30.11.18
Trusts ‘cannot keep up’ despite record performances in latest NHS performance figures
The NHS has fallen further behind its performance targets as the provider sector’s deficit hits £1.23bn despite trusts seeing, admitting, treating and discharging more patients than ever before.
In NHS Improvement’s latest report on the performance of the NHS provider sector, figures showed that hospitals admitted nearly 1,000 more emergency patients a day and nearly 2,000 more a day within the four-hour target compared to last year.
The Q2 report, which covers performances from June to September, reported that despite vacancies for doctors and nurses still standing at over 100,000, hospitals were treating over 5.5 million patients within the four-hour target.
On top of this, hospitals were able to discharge patients sooner, freeing up the equivalent of 2,500 beds in time for winter.
Despite these achievements, waiting times for planned treatment increased and the sector’s deficit is forecast to reach £558m by the end of March.
NHSI argues that the NHS long-term plan will “set out a clear path to recovery and for sustaining and improving patient care in England over the next decade.”

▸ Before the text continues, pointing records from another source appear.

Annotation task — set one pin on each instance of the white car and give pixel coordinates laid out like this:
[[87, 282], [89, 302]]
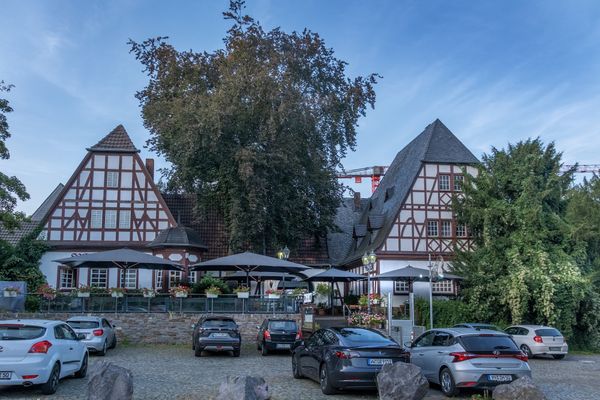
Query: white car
[[40, 352], [536, 340]]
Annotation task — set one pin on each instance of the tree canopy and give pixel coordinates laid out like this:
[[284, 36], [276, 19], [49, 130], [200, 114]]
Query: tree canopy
[[11, 187], [257, 128]]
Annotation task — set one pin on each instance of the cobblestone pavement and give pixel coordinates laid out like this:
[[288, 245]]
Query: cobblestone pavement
[[172, 372]]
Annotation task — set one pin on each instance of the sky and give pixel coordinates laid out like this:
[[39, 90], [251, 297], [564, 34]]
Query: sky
[[495, 72]]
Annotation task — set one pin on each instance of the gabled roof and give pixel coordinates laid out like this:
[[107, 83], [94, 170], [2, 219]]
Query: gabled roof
[[436, 144], [116, 141]]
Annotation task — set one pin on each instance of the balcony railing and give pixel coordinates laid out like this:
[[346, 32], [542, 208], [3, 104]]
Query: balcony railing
[[162, 303]]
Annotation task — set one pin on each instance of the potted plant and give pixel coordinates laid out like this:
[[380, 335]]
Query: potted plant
[[47, 292], [11, 291], [213, 292], [274, 293], [243, 292], [83, 291], [179, 291], [117, 292], [148, 292]]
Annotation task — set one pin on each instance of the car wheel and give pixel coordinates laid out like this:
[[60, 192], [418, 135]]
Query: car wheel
[[447, 383], [325, 381], [52, 384], [296, 369], [83, 370], [525, 349], [103, 351]]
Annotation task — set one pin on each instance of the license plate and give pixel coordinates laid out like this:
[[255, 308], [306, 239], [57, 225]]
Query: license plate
[[379, 361], [500, 378]]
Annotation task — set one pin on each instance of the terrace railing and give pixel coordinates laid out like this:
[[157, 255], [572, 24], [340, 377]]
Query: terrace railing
[[162, 303]]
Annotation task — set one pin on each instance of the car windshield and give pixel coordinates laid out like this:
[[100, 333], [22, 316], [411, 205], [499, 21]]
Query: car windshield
[[547, 332], [83, 324], [20, 332], [487, 344], [282, 325], [219, 323], [360, 335]]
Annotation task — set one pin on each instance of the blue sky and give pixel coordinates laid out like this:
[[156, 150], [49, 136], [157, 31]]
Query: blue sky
[[493, 71]]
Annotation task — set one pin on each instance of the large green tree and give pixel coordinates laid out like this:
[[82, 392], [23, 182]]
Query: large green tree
[[257, 128], [522, 268], [11, 187]]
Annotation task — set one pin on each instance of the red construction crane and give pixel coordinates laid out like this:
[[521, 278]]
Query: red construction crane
[[376, 172]]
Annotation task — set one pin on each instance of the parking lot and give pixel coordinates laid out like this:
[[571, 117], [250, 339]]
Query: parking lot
[[172, 372]]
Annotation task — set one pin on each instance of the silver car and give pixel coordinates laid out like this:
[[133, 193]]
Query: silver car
[[458, 358], [99, 333], [536, 340]]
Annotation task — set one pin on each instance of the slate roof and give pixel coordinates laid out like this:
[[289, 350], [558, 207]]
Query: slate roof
[[117, 140], [436, 144]]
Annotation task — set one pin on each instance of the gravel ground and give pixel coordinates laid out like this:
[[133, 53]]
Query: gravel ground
[[172, 372]]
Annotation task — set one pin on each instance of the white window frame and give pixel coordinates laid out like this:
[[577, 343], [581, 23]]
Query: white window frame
[[96, 219], [99, 277]]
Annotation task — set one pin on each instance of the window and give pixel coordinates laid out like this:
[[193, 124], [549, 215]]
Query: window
[[444, 286], [99, 277], [461, 230], [66, 278], [432, 228], [129, 279], [458, 182], [444, 182], [124, 219], [96, 221], [446, 228], [112, 179], [400, 287]]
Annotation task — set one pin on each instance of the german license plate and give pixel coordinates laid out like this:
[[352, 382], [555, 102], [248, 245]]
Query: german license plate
[[379, 361], [500, 378]]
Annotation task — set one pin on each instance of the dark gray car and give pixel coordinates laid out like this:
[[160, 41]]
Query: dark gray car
[[340, 358]]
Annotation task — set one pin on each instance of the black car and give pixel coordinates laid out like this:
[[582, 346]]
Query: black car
[[347, 357], [277, 334], [216, 333]]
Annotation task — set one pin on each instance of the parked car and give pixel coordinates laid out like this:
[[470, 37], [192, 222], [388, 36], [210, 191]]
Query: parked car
[[216, 333], [458, 358], [40, 352], [346, 357], [536, 340], [99, 334], [478, 326], [277, 334]]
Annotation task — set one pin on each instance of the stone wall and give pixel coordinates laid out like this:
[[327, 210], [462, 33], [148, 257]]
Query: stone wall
[[159, 328]]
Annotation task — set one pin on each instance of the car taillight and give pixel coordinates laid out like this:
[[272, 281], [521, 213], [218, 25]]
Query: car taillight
[[346, 355], [41, 347], [462, 356]]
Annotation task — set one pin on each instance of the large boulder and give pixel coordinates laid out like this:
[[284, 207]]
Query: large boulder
[[107, 381], [401, 381], [521, 389], [244, 388]]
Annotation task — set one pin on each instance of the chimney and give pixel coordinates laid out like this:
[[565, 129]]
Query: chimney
[[356, 201], [150, 167]]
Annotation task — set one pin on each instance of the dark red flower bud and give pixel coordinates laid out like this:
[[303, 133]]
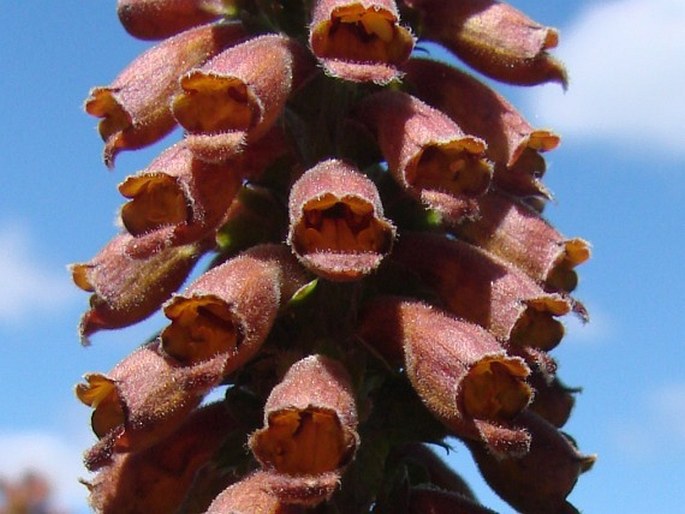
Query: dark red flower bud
[[159, 19], [427, 153], [540, 480], [514, 145], [360, 41], [494, 38], [127, 289], [229, 310], [459, 370], [337, 228], [517, 233], [236, 97], [142, 400], [482, 289], [135, 107], [157, 479]]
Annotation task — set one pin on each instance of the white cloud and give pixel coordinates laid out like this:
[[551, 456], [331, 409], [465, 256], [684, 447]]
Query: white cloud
[[27, 285], [627, 78], [54, 458], [668, 403]]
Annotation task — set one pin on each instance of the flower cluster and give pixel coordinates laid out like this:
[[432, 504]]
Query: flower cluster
[[380, 274]]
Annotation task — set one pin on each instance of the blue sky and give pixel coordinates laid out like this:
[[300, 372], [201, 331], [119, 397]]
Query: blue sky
[[618, 178]]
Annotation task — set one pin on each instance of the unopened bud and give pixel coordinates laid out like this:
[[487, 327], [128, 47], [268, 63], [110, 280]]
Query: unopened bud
[[494, 38], [514, 146], [360, 41], [427, 153]]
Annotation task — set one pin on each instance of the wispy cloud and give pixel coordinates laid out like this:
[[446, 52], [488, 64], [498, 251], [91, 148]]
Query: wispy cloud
[[28, 285], [668, 403], [58, 460], [627, 78]]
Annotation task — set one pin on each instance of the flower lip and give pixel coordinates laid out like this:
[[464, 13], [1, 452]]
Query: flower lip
[[337, 228], [360, 41], [344, 226], [156, 199], [101, 393], [495, 388], [201, 327], [455, 168], [214, 104], [309, 441]]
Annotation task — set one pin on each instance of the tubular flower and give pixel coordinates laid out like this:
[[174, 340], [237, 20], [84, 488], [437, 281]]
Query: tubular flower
[[127, 289], [179, 191], [514, 146], [310, 421], [494, 38], [156, 480], [141, 401], [541, 480], [252, 495], [478, 287], [459, 370], [230, 309], [159, 19], [337, 228], [236, 97], [517, 233], [359, 40], [135, 107], [428, 153], [378, 269]]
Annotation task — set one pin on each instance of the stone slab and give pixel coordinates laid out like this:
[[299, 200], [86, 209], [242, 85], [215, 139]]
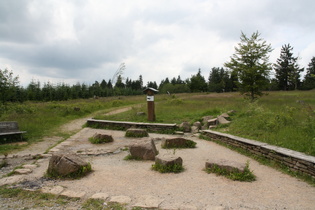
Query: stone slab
[[23, 171], [30, 166], [56, 190]]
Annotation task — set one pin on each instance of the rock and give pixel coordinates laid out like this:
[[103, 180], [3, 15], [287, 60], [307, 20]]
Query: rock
[[136, 133], [168, 160], [225, 115], [148, 202], [222, 120], [213, 121], [23, 171], [185, 126], [56, 190], [144, 150], [206, 118], [194, 129], [228, 165], [30, 166], [197, 124], [177, 143], [64, 165], [120, 199], [102, 196], [103, 138]]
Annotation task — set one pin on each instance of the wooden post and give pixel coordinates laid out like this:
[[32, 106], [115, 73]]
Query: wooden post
[[150, 102]]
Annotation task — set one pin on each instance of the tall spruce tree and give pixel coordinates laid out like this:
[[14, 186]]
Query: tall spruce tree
[[309, 80], [287, 69], [250, 63]]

Ian Dalton, chief executive of NHSI, commented that the NHS “is working flat to ensure record numbers of patients get the care they need,” and that “frontline staff and managers deserve tremendous praise for their heroism.”
Responding to the report, chief executive of NHS Providers, Chris Hopson, said: “These figures reflect a very difficult summer for trusts and their staff as they have worked flat out to grapple with an unholy combination of rapidly rising demand, an ongoing financial squeeze and a once in a generation workforce shortage problem.
“Once again, trusts have delivered a heroic performance, treating more patients than ever before within the A&E target, improving discharge rates, and continuing to deliver stretching levels of financial savings.”
He stated that the reality was that however hard trusts work, “they cannot keep up with the growth in demand for care.”